In spite of all the culture-war headlines these days, Americans tend to like their children’s public schools, and charters have thrived by lying low in the broad, confusing middle ground between public and private schools. They are public schools, in a sense, and therefore they deserve full funding by taxpayers and the full support of a public school–loving America. But they have sometimes gotten away with acting like private schools when it has been convenient, as well, a chimeric quality that has allowed them to occupy a broadly popular place in the public imagination.

Some conservatives clearly think the time has come for greater clarity, and they’ve drawn encouragement from a slew of rulings rendered by the Supreme Court. In recent cases, the Roberts court has sidestepped many of the liberal norms established in the 1960s. It has allowed more public money to flow to religious private schools. It has allowed public school coaches to pray at football games.

But the Oklahoma case presents conservatives with only losing possibilities. Say, for example, that a truculently conservative Supreme Court majority rules that the Oklahoma charter school can be religious because it is, in fact, a private school.
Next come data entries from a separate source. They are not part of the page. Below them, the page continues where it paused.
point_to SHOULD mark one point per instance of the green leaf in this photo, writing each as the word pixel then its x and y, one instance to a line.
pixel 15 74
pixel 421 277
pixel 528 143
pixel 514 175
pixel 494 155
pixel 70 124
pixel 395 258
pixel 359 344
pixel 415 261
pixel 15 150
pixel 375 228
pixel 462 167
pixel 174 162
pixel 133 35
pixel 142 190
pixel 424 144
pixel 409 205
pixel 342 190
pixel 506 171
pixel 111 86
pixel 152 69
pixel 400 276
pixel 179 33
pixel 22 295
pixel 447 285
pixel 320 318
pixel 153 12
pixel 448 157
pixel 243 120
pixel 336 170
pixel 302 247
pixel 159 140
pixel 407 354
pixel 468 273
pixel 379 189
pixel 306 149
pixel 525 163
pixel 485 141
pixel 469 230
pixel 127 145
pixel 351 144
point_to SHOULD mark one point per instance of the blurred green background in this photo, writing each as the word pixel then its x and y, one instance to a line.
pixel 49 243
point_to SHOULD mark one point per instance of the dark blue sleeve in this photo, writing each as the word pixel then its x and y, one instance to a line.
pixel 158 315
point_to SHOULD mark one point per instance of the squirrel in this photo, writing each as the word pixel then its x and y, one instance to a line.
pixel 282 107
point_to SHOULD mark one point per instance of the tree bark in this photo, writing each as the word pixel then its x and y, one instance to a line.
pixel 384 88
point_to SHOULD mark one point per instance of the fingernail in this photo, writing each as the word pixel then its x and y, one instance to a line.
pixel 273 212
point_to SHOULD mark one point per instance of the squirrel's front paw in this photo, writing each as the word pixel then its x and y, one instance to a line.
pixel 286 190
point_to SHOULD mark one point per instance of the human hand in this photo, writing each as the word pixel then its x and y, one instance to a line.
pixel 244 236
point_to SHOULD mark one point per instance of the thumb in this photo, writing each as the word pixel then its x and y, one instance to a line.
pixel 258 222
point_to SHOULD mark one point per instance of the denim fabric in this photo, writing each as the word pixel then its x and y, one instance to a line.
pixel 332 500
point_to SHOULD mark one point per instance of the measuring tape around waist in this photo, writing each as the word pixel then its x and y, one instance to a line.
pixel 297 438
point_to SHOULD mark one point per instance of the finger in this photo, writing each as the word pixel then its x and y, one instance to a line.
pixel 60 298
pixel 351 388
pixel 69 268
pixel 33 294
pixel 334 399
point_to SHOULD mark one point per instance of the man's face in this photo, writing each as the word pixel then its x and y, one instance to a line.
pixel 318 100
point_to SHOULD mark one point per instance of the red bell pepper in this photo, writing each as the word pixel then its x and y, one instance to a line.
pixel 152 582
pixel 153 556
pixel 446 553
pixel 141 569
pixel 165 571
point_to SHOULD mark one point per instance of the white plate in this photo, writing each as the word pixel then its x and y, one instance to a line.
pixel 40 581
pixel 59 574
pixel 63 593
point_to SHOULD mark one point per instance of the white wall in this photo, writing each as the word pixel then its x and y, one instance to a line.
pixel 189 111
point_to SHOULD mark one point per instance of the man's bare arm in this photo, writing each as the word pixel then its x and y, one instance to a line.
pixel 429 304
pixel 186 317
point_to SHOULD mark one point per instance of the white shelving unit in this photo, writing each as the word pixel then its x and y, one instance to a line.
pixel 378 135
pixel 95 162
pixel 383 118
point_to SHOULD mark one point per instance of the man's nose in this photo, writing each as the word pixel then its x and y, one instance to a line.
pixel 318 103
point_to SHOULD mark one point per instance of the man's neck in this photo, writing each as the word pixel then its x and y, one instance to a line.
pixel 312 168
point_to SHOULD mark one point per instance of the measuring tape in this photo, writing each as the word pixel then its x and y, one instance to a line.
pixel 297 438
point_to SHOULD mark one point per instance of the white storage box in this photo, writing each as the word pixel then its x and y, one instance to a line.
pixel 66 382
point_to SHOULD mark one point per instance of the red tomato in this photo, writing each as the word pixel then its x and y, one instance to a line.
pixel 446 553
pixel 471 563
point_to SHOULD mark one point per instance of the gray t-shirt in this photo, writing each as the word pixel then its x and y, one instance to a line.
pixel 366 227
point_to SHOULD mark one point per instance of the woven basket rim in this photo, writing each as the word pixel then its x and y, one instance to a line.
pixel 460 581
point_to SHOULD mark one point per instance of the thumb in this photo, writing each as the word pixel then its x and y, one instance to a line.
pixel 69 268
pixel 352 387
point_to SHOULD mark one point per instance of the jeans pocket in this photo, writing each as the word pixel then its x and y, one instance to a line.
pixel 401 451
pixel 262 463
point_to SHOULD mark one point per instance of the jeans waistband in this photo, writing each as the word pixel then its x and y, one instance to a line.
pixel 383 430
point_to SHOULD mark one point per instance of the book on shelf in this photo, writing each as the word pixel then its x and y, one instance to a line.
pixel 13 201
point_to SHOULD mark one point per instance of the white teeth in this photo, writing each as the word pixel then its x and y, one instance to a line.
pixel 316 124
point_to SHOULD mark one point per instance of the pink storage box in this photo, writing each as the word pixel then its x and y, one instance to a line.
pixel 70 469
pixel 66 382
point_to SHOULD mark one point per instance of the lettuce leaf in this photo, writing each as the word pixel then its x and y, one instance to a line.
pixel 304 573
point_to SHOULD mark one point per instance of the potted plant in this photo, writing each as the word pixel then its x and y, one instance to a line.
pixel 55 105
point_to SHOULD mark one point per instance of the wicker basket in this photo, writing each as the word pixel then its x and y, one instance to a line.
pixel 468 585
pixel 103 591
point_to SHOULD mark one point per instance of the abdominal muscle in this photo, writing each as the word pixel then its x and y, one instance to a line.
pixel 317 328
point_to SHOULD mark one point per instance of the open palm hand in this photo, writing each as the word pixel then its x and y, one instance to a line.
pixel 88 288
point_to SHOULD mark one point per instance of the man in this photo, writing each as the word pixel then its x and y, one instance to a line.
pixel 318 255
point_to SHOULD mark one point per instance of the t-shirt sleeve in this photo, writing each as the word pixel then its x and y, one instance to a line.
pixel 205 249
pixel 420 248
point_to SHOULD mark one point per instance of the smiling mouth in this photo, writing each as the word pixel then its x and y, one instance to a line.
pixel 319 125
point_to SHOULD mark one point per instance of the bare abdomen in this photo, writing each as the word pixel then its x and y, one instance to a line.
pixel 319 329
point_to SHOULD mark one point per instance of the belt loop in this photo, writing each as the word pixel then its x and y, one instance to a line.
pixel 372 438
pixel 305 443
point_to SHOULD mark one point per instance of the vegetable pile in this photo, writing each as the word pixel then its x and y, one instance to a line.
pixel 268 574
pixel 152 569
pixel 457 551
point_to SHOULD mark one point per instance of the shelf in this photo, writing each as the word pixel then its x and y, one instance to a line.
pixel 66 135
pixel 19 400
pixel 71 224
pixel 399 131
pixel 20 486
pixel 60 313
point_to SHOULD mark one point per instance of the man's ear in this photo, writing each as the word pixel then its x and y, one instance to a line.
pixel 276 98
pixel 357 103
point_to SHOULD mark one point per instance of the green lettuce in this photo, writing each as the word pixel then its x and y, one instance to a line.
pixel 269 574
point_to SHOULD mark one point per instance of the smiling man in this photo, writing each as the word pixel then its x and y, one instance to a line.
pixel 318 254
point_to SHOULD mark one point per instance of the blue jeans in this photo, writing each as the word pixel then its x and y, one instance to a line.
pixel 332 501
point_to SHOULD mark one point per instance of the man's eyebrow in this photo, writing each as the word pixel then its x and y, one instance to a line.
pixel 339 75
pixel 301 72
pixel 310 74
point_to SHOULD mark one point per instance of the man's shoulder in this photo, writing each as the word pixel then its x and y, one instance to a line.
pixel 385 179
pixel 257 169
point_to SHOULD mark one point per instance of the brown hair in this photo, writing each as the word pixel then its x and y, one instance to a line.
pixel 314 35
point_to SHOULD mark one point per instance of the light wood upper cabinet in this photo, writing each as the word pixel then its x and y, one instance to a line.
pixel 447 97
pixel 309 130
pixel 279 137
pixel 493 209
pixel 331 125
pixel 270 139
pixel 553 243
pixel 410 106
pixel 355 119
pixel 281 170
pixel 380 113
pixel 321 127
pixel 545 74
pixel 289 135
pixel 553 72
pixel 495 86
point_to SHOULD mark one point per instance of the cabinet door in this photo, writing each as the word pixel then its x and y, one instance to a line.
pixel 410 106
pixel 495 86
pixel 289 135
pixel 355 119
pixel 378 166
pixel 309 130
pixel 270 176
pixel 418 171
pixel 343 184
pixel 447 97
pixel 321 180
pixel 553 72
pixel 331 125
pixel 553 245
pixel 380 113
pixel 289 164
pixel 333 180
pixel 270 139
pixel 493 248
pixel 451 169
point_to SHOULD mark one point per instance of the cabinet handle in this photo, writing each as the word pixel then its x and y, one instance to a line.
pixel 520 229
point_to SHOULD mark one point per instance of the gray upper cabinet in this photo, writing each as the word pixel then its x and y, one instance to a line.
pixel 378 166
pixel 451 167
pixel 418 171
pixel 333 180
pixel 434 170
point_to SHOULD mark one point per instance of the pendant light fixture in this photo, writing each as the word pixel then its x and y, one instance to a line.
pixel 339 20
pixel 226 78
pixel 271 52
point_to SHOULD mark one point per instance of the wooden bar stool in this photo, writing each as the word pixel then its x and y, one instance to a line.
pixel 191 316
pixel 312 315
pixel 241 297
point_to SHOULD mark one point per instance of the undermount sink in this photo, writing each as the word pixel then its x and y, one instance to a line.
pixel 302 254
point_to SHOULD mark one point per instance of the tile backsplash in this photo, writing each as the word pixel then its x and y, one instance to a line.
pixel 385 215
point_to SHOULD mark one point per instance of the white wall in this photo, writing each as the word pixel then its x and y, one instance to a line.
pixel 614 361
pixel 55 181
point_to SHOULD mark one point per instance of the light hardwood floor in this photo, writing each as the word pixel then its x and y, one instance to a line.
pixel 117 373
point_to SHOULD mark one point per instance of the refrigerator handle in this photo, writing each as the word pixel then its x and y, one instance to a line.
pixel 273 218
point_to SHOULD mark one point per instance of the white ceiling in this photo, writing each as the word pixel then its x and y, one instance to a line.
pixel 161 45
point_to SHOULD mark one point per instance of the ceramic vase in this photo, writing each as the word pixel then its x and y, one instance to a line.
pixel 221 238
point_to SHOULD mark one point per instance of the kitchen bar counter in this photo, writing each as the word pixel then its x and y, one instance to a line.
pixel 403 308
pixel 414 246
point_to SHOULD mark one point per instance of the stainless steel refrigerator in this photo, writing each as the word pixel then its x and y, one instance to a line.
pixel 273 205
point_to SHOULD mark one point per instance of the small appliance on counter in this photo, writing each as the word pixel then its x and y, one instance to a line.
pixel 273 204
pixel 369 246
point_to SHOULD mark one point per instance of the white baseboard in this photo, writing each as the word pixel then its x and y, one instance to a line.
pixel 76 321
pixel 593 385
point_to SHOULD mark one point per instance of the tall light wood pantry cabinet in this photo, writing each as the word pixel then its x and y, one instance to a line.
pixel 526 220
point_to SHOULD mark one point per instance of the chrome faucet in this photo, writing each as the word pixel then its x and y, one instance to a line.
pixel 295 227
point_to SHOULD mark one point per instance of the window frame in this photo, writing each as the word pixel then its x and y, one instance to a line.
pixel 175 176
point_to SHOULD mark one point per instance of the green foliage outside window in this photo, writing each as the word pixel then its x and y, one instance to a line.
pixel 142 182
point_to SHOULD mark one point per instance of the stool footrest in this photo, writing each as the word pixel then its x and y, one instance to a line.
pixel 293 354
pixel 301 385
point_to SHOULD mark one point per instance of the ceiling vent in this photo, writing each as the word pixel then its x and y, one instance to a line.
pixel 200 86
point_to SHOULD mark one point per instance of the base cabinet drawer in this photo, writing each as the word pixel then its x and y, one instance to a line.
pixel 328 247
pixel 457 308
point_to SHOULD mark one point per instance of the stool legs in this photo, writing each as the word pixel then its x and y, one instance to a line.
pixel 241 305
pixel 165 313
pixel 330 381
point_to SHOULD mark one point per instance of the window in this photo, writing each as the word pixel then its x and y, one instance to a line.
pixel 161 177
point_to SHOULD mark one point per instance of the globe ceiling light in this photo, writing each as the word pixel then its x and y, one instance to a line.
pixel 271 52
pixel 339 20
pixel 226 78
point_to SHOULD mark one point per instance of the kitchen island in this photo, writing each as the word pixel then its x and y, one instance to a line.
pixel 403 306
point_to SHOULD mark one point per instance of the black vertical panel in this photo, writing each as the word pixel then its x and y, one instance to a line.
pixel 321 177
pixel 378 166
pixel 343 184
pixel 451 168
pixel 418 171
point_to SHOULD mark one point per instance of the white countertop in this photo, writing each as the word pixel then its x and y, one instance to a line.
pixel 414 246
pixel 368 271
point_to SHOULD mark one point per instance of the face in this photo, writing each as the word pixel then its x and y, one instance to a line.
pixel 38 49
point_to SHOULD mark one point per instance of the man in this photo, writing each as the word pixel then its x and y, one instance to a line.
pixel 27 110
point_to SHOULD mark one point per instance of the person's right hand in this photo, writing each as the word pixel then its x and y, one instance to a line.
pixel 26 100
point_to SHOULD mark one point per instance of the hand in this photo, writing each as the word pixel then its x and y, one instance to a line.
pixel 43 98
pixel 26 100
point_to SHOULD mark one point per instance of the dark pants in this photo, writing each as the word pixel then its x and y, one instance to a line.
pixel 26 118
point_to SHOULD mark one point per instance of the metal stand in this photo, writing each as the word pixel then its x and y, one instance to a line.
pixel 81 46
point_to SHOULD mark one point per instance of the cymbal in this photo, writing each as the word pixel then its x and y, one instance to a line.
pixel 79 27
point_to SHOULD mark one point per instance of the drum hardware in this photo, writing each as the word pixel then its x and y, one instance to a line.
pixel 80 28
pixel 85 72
By pushing charter schools out of the realm of public education, they will have effectively crushed the “all things for all people” promise that conservative charter school proponents have been building for decades. They will be going against even the staunchest conservatives, like Betsy Devos, who insisted throughout her tenure, with an ever-increasing crescendo of implausibility, “Charter schools are public schools.”

If, on the other hand, the Supreme Court rules that a charter school—as a public institution—cannot be run directly by a church and teach church doctrine, it makes things that much harder for all the other quasi-public schools that have benefited from the confusing status of charters. And even if the Supreme Court avoids wading into this mess, establishing a frankly religious charter school means pushing the meaning of “charter schools” ever more firmly to only one side of the culture-war divide. By targeting the wall of separation between church and state, conservatives have accidentally brought down the wall of confusion that has always protected conservative charter schools. Like they say, be careful what you wish for.